Terminator Genysis était l’un des films les plus attendus de l’année. Y compris par James Cameron, créateur de la saga en 1984 et réalisateur de deux premiers volets ! Balayant d’un revers de main Terminator : Le soulèvement des machines (Jonathan Mostow, 2003) et Terminator : Renaissance (McG, 2009), le réalisateur a déclaré en vidéo qu’il considérait ce nouvel opus comme le troisième d’une saga qui en comporte cinq !

Vidéo : James Cameron recommande Terminator Genysis

Alan Taylor (Thor : le monde des ténèbres) y reprend l’histoire de zéro en envoyant un homme dans le passé afin de protéger la mère du futur sauveur de l’humanité. Enthousiaste, le réalisateur d’Avatar, qui n’a pas participé au projet, parle d’un « nouveau souffle », d’un « twist génial » et ne tarit pas d’éloges sur la performance de son vieil ami Arnold Schwarzenegger.

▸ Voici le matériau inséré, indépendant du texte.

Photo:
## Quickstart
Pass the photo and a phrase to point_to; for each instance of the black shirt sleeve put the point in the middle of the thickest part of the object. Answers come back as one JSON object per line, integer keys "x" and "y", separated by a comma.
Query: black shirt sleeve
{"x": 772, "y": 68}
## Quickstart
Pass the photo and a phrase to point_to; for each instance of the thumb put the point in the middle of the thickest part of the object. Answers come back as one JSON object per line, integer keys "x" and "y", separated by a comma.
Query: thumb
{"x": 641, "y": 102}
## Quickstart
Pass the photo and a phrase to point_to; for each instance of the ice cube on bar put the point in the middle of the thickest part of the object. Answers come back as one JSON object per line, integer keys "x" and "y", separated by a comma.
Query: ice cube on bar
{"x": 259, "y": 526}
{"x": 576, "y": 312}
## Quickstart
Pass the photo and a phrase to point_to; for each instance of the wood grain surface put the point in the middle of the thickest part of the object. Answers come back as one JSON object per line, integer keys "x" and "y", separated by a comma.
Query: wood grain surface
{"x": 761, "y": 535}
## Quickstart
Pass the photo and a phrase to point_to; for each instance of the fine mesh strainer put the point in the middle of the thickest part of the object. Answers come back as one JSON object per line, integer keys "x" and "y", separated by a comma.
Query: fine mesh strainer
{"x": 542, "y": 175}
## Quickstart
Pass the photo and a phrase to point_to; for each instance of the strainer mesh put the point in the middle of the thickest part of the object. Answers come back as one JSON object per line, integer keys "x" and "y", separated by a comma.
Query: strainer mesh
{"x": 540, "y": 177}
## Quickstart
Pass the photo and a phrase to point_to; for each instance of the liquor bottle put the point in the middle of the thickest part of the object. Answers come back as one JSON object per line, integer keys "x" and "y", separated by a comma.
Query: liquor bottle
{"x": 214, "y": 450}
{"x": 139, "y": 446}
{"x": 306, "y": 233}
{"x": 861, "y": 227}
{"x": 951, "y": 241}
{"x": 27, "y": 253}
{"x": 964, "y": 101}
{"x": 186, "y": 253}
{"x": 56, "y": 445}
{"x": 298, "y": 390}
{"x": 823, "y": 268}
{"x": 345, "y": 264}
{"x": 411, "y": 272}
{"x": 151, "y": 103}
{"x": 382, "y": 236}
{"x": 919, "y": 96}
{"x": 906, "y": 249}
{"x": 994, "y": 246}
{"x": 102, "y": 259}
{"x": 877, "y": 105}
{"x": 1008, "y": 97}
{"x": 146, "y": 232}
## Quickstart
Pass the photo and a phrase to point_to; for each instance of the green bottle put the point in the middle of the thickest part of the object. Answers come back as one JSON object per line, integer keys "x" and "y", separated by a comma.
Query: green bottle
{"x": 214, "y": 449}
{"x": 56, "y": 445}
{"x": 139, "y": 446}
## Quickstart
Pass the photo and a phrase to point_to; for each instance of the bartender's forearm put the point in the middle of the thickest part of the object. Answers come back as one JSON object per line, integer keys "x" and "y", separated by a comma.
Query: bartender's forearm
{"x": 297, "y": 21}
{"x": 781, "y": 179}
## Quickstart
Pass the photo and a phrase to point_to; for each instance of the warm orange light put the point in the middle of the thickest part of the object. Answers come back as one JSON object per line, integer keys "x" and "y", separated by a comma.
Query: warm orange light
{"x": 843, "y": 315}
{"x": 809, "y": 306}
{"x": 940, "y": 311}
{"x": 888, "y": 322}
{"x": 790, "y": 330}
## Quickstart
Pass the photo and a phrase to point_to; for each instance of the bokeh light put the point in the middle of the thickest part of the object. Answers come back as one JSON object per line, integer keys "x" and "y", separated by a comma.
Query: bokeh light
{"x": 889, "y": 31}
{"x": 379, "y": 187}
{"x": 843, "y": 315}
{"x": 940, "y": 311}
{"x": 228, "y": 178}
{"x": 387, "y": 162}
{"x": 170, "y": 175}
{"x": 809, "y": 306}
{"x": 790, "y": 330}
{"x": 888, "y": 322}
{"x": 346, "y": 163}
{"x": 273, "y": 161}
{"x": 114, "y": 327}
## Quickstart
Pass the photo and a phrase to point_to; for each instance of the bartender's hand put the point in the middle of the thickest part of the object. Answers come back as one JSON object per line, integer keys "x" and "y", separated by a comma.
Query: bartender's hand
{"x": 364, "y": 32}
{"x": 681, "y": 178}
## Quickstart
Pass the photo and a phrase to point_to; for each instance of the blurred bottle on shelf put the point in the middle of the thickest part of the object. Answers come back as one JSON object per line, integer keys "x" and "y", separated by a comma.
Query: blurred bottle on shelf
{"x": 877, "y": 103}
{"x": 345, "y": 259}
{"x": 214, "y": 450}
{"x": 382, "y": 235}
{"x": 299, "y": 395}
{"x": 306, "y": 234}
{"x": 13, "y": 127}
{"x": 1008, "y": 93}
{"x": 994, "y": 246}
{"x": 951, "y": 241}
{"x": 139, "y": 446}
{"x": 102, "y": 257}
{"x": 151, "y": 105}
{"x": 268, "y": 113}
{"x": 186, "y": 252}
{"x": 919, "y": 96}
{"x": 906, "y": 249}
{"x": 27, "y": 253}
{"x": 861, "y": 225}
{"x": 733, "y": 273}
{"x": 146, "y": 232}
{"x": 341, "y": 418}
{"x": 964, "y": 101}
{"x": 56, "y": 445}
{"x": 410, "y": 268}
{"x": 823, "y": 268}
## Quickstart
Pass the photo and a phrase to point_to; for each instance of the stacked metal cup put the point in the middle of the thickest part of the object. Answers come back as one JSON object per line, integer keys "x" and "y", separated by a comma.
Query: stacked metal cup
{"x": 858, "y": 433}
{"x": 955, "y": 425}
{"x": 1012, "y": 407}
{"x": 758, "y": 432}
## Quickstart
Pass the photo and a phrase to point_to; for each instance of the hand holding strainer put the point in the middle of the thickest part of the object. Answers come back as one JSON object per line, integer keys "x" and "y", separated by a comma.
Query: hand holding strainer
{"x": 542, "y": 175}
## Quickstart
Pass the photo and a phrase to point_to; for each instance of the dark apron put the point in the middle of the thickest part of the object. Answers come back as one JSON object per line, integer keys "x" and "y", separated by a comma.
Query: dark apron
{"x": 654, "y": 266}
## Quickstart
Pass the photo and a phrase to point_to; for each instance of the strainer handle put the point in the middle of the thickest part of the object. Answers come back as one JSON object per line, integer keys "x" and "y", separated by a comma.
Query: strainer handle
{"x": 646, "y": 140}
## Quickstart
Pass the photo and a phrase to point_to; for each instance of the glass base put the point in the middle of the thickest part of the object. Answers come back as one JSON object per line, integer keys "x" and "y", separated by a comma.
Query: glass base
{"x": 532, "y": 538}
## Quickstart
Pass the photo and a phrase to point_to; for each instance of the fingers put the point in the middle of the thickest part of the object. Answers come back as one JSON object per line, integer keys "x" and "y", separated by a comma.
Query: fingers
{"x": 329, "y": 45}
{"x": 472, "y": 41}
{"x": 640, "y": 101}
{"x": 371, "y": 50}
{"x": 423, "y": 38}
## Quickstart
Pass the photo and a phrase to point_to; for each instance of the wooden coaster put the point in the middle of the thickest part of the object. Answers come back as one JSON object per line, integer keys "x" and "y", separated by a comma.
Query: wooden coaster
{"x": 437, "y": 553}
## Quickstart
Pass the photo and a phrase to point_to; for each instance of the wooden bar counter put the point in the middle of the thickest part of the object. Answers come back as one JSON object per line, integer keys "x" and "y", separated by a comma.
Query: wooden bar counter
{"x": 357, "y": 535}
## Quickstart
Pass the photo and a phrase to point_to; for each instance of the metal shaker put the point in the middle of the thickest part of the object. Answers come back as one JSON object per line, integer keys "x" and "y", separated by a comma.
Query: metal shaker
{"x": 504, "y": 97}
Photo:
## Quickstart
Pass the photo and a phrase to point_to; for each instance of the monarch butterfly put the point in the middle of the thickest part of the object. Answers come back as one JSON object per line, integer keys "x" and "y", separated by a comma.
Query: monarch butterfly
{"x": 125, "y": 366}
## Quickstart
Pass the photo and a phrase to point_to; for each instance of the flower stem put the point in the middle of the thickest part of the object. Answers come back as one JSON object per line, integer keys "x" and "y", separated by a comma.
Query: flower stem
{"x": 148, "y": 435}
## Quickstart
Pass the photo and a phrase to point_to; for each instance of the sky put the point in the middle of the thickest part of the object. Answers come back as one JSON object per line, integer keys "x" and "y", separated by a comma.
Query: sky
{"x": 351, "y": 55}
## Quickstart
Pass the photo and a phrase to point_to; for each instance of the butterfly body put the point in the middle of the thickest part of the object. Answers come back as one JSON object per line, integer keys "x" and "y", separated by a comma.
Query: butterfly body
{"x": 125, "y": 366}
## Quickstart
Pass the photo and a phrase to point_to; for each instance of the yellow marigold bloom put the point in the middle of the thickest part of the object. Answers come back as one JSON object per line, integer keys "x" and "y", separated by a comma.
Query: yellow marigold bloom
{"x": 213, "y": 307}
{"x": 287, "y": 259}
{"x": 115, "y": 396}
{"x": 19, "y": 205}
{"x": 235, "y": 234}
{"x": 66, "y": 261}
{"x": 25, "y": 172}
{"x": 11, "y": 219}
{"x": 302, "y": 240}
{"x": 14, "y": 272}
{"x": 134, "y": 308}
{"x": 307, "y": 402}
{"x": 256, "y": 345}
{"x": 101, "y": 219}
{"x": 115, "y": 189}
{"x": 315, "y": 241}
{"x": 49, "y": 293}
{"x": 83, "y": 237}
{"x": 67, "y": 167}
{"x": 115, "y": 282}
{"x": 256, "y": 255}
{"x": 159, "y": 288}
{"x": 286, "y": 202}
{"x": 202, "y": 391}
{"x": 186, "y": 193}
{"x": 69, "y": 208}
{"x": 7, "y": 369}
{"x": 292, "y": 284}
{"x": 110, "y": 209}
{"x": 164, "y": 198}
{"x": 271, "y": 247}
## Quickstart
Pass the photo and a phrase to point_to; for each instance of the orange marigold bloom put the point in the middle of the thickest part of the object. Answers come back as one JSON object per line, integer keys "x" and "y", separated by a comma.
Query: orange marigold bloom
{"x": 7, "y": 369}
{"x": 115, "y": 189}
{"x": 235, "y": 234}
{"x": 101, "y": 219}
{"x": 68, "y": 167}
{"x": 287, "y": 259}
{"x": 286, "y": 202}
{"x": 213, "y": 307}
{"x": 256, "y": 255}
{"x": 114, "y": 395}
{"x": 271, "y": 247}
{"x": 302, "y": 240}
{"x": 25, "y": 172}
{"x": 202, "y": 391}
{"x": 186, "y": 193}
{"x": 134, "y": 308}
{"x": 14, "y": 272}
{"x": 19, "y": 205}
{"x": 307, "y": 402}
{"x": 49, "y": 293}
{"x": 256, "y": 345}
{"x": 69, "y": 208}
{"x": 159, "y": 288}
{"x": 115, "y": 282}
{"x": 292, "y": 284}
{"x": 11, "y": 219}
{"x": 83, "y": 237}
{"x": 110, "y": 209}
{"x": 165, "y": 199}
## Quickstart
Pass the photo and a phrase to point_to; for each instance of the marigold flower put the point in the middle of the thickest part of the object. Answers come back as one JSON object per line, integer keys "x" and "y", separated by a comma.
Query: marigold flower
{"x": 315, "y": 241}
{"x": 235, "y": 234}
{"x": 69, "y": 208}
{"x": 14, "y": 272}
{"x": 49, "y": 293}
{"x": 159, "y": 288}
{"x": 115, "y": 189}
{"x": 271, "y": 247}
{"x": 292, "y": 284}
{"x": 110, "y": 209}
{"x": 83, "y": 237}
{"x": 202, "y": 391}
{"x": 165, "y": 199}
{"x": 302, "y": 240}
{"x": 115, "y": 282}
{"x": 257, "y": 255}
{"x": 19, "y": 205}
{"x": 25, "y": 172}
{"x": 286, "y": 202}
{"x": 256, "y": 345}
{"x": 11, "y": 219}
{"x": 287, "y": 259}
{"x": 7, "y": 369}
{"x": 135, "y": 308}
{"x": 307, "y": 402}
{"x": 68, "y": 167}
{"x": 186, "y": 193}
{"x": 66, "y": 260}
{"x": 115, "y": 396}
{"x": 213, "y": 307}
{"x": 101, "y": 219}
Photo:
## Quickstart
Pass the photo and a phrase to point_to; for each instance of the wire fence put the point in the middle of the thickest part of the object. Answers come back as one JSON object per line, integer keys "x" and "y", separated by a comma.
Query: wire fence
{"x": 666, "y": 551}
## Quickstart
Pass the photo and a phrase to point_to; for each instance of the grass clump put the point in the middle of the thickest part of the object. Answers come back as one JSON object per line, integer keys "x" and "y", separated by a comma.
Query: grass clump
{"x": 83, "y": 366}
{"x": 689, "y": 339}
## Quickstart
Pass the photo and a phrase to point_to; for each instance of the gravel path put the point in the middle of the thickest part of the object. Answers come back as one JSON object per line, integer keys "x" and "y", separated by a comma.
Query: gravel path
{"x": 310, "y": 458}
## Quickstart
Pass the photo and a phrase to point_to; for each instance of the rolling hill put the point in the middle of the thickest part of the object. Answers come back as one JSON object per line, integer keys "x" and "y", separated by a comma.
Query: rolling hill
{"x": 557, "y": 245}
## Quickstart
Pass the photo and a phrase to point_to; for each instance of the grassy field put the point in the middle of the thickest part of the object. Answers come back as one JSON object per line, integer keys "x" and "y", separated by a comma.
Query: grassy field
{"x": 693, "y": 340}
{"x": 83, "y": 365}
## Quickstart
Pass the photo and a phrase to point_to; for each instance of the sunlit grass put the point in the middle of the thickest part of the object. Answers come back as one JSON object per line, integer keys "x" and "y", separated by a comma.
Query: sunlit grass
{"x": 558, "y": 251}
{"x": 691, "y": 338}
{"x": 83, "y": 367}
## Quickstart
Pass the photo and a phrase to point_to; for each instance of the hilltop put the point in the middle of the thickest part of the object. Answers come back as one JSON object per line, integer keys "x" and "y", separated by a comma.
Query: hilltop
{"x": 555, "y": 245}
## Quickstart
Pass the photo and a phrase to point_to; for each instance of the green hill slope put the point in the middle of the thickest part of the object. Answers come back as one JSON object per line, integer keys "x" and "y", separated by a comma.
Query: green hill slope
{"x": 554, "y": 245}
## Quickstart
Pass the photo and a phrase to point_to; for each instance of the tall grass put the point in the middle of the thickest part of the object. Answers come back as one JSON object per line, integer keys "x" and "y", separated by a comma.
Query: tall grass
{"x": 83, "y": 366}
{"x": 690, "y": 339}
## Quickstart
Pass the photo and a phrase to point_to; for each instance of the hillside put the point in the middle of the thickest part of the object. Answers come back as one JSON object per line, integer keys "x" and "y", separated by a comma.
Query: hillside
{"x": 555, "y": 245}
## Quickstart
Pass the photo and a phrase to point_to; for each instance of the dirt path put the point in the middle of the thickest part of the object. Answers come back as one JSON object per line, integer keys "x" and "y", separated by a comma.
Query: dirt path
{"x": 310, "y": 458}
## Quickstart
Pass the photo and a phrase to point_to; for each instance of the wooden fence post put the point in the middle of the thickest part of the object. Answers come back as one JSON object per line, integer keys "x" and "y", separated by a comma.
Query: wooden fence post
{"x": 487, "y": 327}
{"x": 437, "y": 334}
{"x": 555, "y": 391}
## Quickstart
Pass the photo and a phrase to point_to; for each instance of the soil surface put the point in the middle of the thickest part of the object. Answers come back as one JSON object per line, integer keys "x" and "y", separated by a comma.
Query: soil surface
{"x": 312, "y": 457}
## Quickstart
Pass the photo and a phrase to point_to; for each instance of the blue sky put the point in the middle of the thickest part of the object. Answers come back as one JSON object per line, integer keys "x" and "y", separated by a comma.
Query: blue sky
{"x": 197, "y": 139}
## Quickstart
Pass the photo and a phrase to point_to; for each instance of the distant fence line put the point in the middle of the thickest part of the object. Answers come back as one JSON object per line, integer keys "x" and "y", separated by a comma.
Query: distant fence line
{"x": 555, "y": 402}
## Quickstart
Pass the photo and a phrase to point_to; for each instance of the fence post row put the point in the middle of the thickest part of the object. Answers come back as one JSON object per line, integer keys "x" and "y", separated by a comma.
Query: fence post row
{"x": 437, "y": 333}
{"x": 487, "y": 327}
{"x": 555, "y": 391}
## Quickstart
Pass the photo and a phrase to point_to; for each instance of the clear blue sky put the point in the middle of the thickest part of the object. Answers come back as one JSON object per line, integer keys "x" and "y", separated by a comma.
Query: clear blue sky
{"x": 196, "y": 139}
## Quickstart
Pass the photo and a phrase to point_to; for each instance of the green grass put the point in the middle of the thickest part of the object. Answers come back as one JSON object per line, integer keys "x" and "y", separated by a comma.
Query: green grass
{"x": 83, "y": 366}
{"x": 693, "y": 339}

Deux Schwarzy pour le prix d’un

Il faut dire qu’Alan Taylor s’est amusé comme un petit fou pour ce festival de belles scènes d’action qui commence par une ahurissante séquence d’apocalypse et d’assaut des hommes contre les machines, celle que James Cameron avait renoncé à tourner, faute de moyen en 1991dans Terminator : le jugement dernier. Un vrai bonheur pour les fans qui vont retrouver leurs héros favoris au gré d’un scénario malin jonglant avec trois époques et offrant une séquence d’anthologie avec deux Schwarzy (un jeune et un plus âgé) pour le même prix.

En terrain connu

Sarah Connor (incarnée par Emilia Clarke), son fils John (joué par Jason Clarke) et son fidèle lieutenant Kyle Reese (interprété par Jai Courtney) répondent aussi présents pour une nouvelle variation riche en surprises d’une histoire indémodable dont l’avenir de l’humanité est l’enjeu. S’appuyant sur des effets spéciaux spectaculaires, cet opus multilplie les références savoureuses et les répliques cultes - « Suivez-moi si vous voulez vivre » et « Je reviendrai » - sont bien évidemment, prononcées. L’ensemble culmine avec une superbe séquence d’affrontements sur le Golden Gate de San Francisco et on comprend pourquoi Cameron a tant aimé ce film suffisamment fidèle à son univers pour le séduire et assez novateur pour le surprendre.